По дороге мы набросали наши планы на следующие несколько дней. Фуко не принял только предложение познакомиться с ночной жизнью Западного Голливуда. По его словам, ему этого с лихвой хватило в Сан-Франциско. Мы свернули с автострады и через несколько минут оказались у нашего бунгало, которое как бы парило над шоссе 66 и при включенном наружном освещении напоминало прогулочное судно, плывущее по морю тумана. Справа от нас скалистые горы Сан-Габриэль вздымались к небесам, едва заметные в белой пелене, также, словно одеялом, прикрывавшей заросли чапарреля, широкой полосой тянувшиеся от нашего дома к подножью горы Маунт Балди.
С Фуко
– О-ля-ля, – воскликнул Фуко, войдя в дом.
– Très beau, merveilleuse![2] – сказал он, окинув взглядом рисунки Майкла и мои фотографии на стенах. Наша псина выскочила сзади из кухни, чтобы поприветствовать его.
– Я люблю собак! – сказал он, дав мне понять, что я не должен оттаскивать ее. Он почесал ей живот, который она всегда демонстрировала своим поклонникам, продолжая осматривать нашу большую гостиную.
– Скади – норвежский элкхаунд, – объяснил я. – У вас есть собака?

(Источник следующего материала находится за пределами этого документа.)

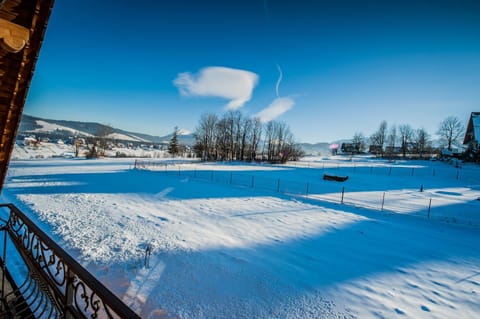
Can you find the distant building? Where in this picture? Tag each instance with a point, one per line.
(473, 129)
(472, 152)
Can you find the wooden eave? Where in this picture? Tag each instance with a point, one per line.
(22, 27)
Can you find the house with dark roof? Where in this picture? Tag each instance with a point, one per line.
(473, 129)
(472, 135)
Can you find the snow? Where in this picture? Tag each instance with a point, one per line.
(184, 132)
(49, 150)
(124, 137)
(225, 249)
(51, 127)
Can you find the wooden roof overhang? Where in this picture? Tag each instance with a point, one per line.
(22, 27)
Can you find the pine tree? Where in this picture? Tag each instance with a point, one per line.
(173, 146)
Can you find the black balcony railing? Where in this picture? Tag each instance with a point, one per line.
(54, 285)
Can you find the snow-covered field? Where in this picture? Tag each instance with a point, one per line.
(261, 241)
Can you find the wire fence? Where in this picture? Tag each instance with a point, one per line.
(436, 204)
(450, 170)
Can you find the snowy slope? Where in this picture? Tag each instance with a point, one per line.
(230, 251)
(46, 127)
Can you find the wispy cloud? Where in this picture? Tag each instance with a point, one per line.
(279, 106)
(280, 77)
(231, 84)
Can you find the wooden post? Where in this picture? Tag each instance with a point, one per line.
(383, 200)
(429, 207)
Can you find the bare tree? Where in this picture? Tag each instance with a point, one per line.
(173, 146)
(102, 139)
(379, 138)
(406, 135)
(359, 142)
(450, 130)
(391, 140)
(256, 136)
(421, 141)
(205, 134)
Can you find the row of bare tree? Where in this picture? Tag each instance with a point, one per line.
(386, 140)
(234, 136)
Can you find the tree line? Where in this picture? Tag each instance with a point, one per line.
(404, 139)
(234, 136)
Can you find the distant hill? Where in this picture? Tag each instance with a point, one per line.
(315, 149)
(66, 129)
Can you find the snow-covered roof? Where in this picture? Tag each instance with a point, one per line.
(473, 128)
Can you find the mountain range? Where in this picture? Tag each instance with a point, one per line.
(31, 125)
(65, 129)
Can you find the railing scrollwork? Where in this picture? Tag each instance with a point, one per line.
(71, 290)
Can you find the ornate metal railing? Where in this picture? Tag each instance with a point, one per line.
(56, 285)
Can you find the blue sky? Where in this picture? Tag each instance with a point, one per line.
(326, 68)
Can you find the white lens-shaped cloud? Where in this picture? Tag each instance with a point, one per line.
(231, 84)
(275, 109)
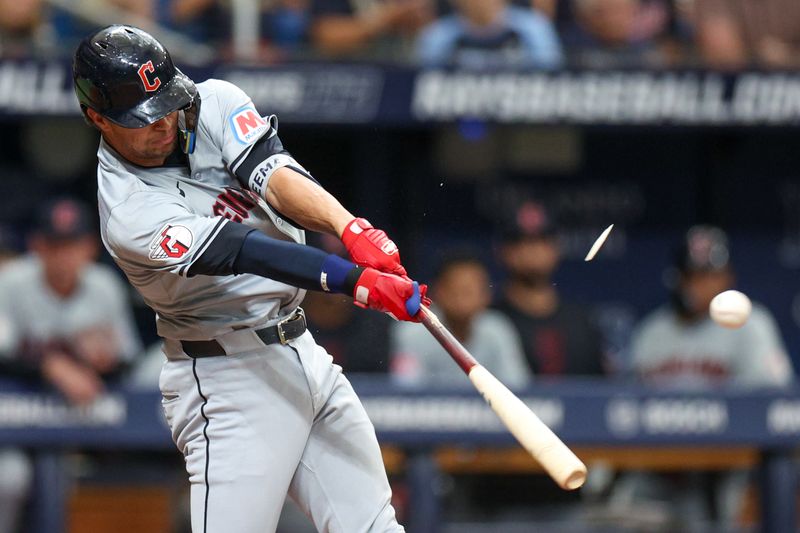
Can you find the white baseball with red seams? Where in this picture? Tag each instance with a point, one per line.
(730, 309)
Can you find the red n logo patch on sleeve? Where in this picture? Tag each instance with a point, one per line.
(247, 124)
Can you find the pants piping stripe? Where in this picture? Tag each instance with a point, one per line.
(208, 443)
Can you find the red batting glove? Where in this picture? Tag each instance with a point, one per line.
(370, 247)
(399, 297)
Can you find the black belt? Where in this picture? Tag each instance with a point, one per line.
(287, 329)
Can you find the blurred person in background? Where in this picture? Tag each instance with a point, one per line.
(680, 346)
(8, 245)
(490, 34)
(375, 28)
(65, 318)
(64, 322)
(461, 296)
(616, 33)
(558, 336)
(735, 34)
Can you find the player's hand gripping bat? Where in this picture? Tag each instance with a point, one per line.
(540, 441)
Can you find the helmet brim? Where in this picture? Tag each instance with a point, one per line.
(176, 94)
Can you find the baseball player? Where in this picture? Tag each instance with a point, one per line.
(203, 210)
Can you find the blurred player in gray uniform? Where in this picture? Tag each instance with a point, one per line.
(679, 345)
(65, 322)
(203, 209)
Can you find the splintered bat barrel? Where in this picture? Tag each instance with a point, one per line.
(538, 439)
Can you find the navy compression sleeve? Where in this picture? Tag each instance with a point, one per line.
(242, 250)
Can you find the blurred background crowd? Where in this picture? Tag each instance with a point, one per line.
(548, 34)
(495, 217)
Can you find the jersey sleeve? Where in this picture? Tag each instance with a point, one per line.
(153, 232)
(251, 147)
(762, 360)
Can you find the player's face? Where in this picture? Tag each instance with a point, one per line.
(63, 261)
(699, 288)
(148, 146)
(463, 291)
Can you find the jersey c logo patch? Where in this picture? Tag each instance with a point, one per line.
(149, 85)
(247, 124)
(172, 242)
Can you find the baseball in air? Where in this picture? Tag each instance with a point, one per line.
(730, 309)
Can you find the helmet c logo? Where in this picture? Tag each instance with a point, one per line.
(149, 86)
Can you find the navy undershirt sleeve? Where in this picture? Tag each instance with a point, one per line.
(239, 249)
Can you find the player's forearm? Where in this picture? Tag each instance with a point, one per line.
(305, 202)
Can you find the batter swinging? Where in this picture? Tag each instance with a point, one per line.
(202, 208)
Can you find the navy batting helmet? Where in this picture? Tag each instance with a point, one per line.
(127, 76)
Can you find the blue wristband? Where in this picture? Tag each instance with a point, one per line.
(333, 277)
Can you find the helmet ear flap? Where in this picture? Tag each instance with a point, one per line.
(187, 125)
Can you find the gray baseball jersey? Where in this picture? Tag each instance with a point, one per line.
(155, 222)
(31, 312)
(259, 421)
(702, 354)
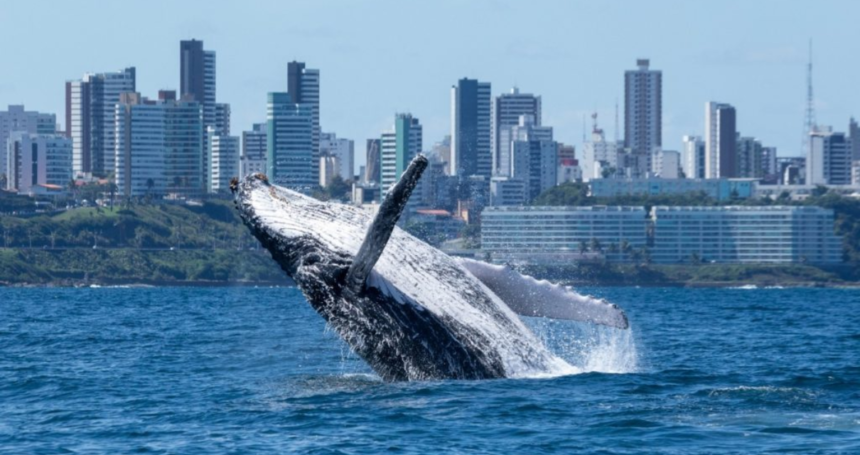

– Нет, трудно держать собаку в Париже, но моя мать живет в сельской местности, и у нее есть одна. Я получаю удовольствие от общения с ней.
– Давайте я отнесу ваши вещи в комнату с водяной кроватью? – предложил Майкл.
– Просто покажите, где бы вы хотели, чтобы я положил их, – сказал Фуко. – Я сам справлюсь.
– Вы когда-нибудь спали на водяной кровати? – поинтересовался Майкл.
– Никогда.
– Тогда вам надо попробовать, пока вы здесь, – предложил я. – У нее даже есть вибратор под матрасом. В Южной Калифорнии можно быстро стать сибаритом.
– Но мы не только развлекаемся на водяной кровати, – сказал Майкл. – Мы также занимаемся на ней йогой.
Я напомнил Фуко, что мой друг спрашивал его о йоге в Ирвайне.
– Ах, да. Так это был Майкл, действительно? Я очень спешил. Все происходило как в тумане.
– Если вы не занимаетесь йогой, как вам удается оставаться в столь хорошей форме? – спросил Майкл.
– Я делаю гимнастику, – ответил Фуко.
– Мы могли бы научить вас йоге, пока вы здесь, – сказал я ему.
– С удовольствием, – ответил он.
Я сделал подборку фотографий по хатха-йоге. Фуко просмотрел их внимательно и, показывая на самую трудную позу, где надо стоять на руках с ногами над головой, спросил с такой широкой улыбкой, что обнажились его белые зубы:
– Вы умеете делать ее?
– Еще нет, – признался я. – Но я хочу научиться.
– Я заметил книгу «Дао дэ цзин» на столе в гостиной, – продолжил Фуко. – Вы интересуетесь даосизмом?
– Да, уже несколько лет, – ответил я. – Пытаюсь следовать этой философии жизни. Помимо прочего, разве в основе «пути» Дао не лежит та же самая энергия ци, которую Вильгельм Райх называл «оргоном»? Вы изучали его труды, Мишель? Вы читали последние работы Райха, такие как «Биопатия рака»?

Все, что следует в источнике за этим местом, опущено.